En conséquence, la politique actuelle de substitution de subventions aux impôts locaux aboutit à rigidifier la structure des dépenses publiques et à réduire les marges de manoeuvre budgétaires en créant des dépenses nouvelles pour lesquelles l'Etat s'engage sur une très longue durée.
Quant aux collectivités locales, les mécanismes d'indexation des compensations leur font subir une perte préjudiciable de recettes . En effet, à la différence des dégrèvements, dont le montant évolue en fonction des bases et des taux votés par les collectivités locales, les compensations ne prennent plus en compte la " dynamique " des bases et les décisions prises par les assemblées délibérantes en matière de taux.
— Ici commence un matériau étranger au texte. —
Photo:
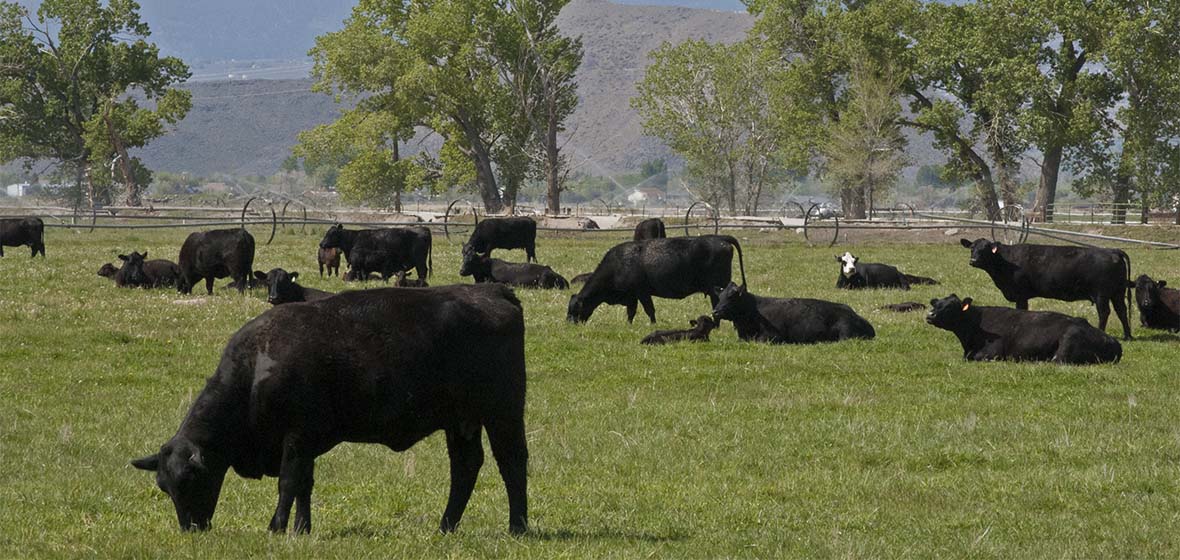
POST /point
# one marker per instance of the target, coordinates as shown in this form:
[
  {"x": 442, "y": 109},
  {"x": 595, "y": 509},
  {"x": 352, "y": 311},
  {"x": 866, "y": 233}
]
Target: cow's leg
[
  {"x": 466, "y": 452},
  {"x": 1120, "y": 309},
  {"x": 295, "y": 481},
  {"x": 511, "y": 452},
  {"x": 1103, "y": 304},
  {"x": 649, "y": 308}
]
En conséquence, elles aboutissent à des résultats défavorables aux collectivités locales. Lorsque les compensations évoluent en fonction des bases réelles et des taux de l'année d'entrée en vigueur de la mesure, les collectivités locales subissent une perte dès lors que les taux de l'année en cours sont supérieurs à ceux de l'année d'entrée en vigueur de la mesure.
Lorsque les compensations sont indexées sur la dotation globale de fonctionnement, un manque à gagner est constaté dès lors que les bases ou le produit de l'impôt augmentent plus vite que le taux d'évolution de la dotation globale de fonctionnement.
Ainsi comparant l'évolution du produit de la part régionale de la taxe d'habitation et le taux d'évolution de la dotation globale de fonctionnement sur lequel sera indexée la compensation de la suppression de cet impôt, notre collègue Michel Mercier a-t-il pu constater, dans son rapport précité, que l'indexation sur la dotation globale de fonctionnement n'aurait été favorable aux régions qu'une seule fois en quatre ans.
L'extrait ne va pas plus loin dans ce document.